Adversarial Machine Learning Attacks and Defense Methods in the Cyber Security Domain

TL;DR

This paper reviews adversarial machine learning attacks and defenses in cybersecurity, highlighting unique challenges, categorizing methods, and proposing future research directions in this critical domain.

Contribution

It provides the first comprehensive taxonomy of adversarial attacks and defenses specific to cybersecurity, addressing unique challenges and future research needs.

Findings

Characterization of attack methods based on attack stage, goals, and capabilities.

Categorization of attack and defense applications in cybersecurity.

Discussion of recent research characteristics and future directions.

Abstract

In recent years machine learning algorithms, and more specifically deep learning algorithms, have been widely used in many fields, including cyber security. However, machine learning systems are vulnerable to adversarial attacks, and this limits the application of machine learning, especially in non-stationary, adversarial environments, such as the cyber security domain, where actual adversaries (e.g., malware developers) exist. This paper comprehensively summarizes the latest research on adversarial attacks against security solutions based on machine learning techniques and illuminates the risks they pose.

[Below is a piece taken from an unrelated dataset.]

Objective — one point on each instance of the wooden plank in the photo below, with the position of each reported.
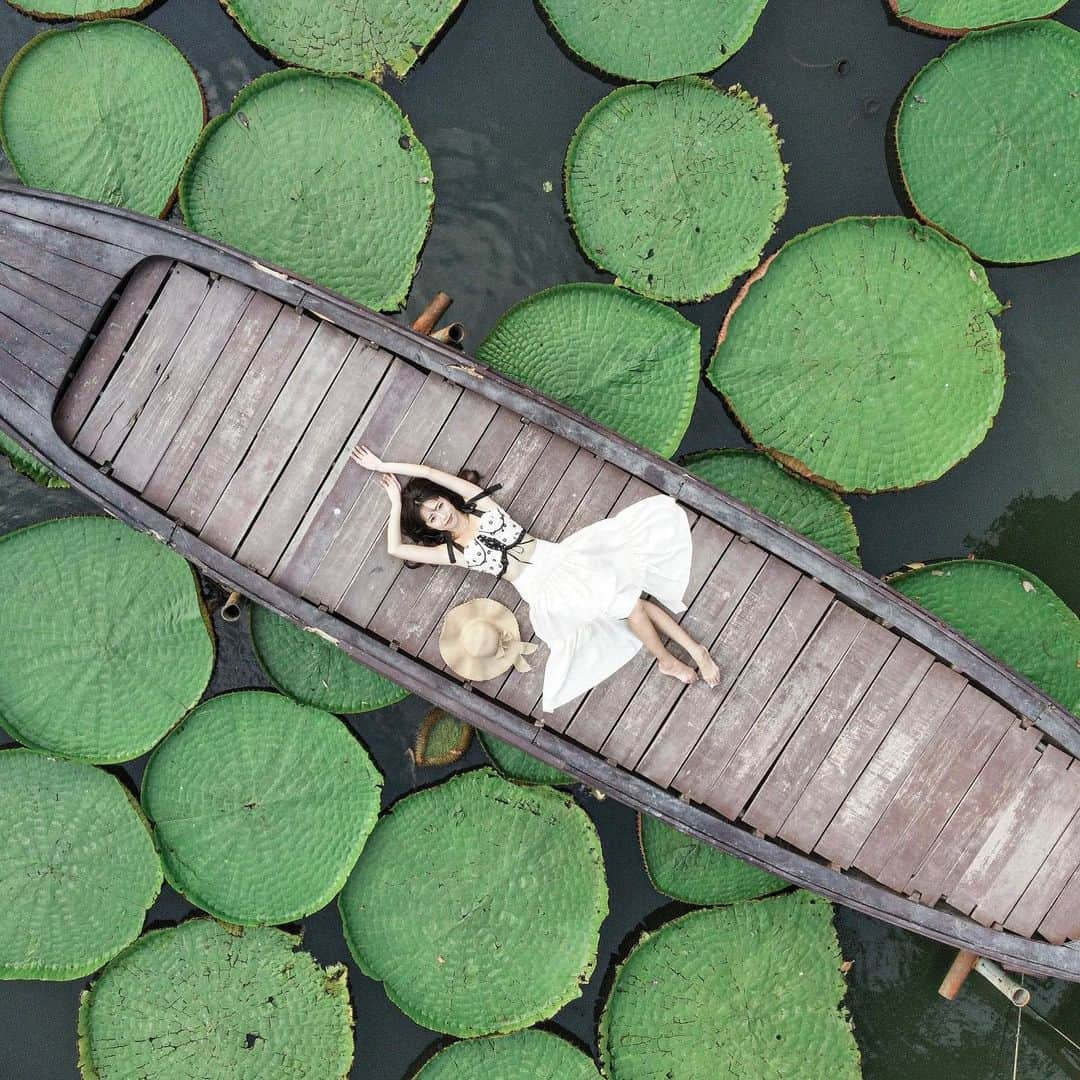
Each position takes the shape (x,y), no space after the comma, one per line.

First, the adversarial attack methods are characterized based on their stage of occurrence, and the attacker's goals and capabilities. Then, we categorize the applications of adversarial attack and defense methods in the cyber security domain. Finally, we highlight some characteristics identified in recent research and discuss the impact of recent advancements in other adversarial learning domains on future research directions in the cyber security domain. This paper is the first to discuss the unique challenges of implementing end-to-end adversarial attacks in the cyber security domain, map them in a unified taxonomy, and use the taxonomy to highlight future research directions.